Giving Compass' Take:

• The Straight Times in Singapore reports on how the region's network of young entrepreneurs are pursuing investments that align with their values, despite a financial culture that tends to silo such a strategy.

• What does this mean for the global shift of impact investing in general? And how does it relate to the millennial entrepreneurs in the US, who are also looking to align corporate spending with social missions?

Here's a general overview of philanthropy in Asia and its vast potential.

Asian private investors, particularly family offices, typically view investment and philanthropy as separate. But millennials are actively making social change through business. With 35 per cent of Asia's wealth expected to be in the hands of millennials in the next five to seven years, it is expected that ESG, or environmental, social and governance issues will factor more into investing decisions.

With Asia's share of the world's ultra-wealthy population growing nearly 10 per cent in 10 years, there are now more billionaires on this continent than in the United States and it is set to have the world's largest concentration of wealth in four years. But critical issues relating to climate action, education and wealth disparity need to be addressed, with Asia having one of the largest wage gaps globally.

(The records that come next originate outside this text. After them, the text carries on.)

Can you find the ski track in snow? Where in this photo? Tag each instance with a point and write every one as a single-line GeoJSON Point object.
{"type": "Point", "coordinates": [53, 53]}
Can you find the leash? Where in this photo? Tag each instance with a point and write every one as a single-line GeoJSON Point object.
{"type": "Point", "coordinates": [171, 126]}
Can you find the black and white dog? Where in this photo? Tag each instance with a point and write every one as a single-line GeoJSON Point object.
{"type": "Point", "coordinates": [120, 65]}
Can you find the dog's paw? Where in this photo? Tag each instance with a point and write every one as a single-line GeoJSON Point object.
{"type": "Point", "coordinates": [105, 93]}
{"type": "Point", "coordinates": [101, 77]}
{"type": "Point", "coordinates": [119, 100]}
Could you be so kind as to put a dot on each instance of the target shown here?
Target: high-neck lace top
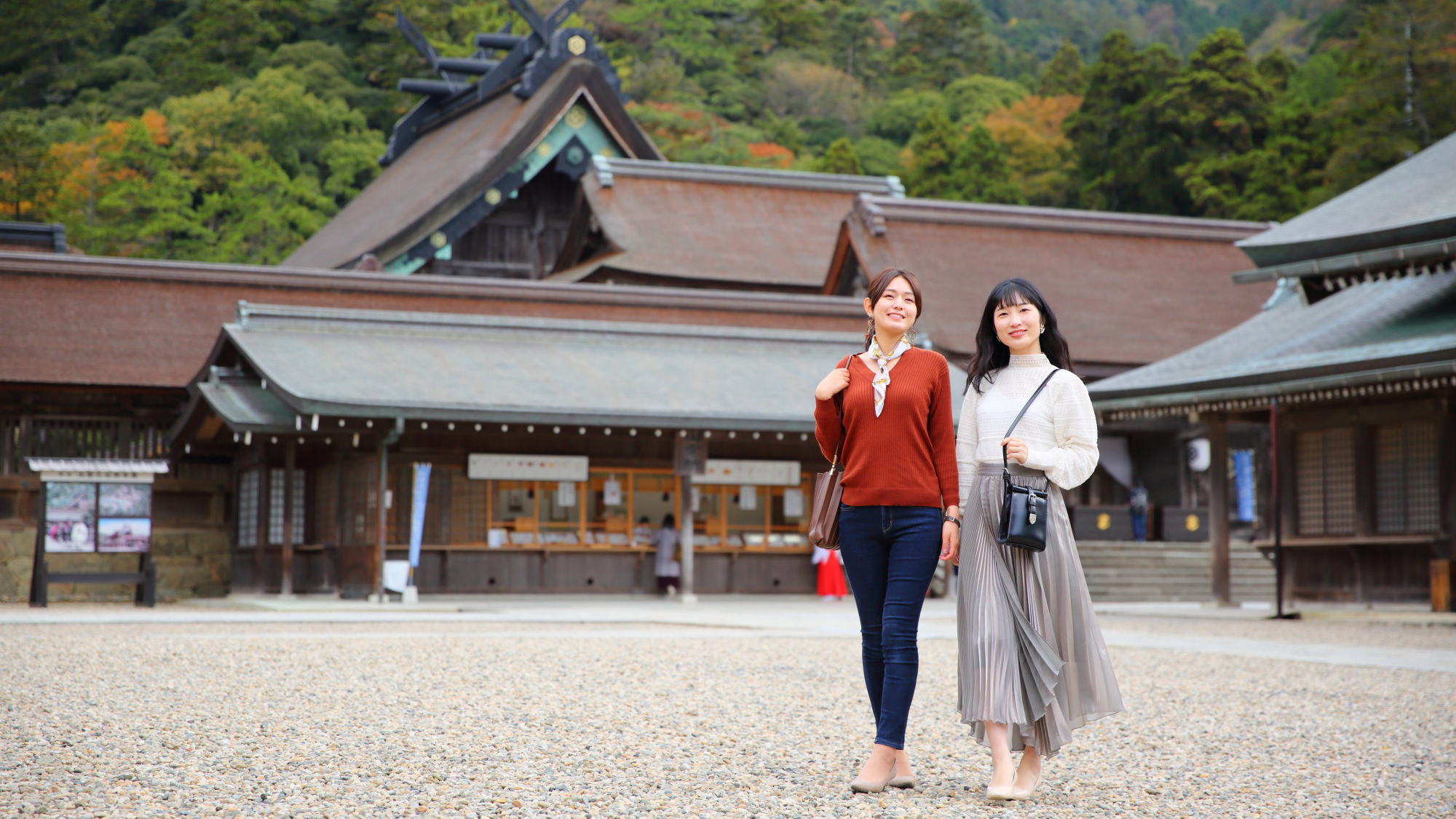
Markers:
(1059, 429)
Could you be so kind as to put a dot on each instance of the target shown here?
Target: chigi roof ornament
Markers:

"We need to mobilize a tremendous amount of capital for some of the most pressing environmental and social issues today. As family offices are open to philanthropy and values-based investing, that seemed like a good place to start," said Mr Durrie Hassan, executive director of Visible Mission Ventures. "My family had the choice to start a foundation and be purely philanthropic, or explore impact investing and generate financial returns as well. This is the pilot to see if we will go fully in that direction."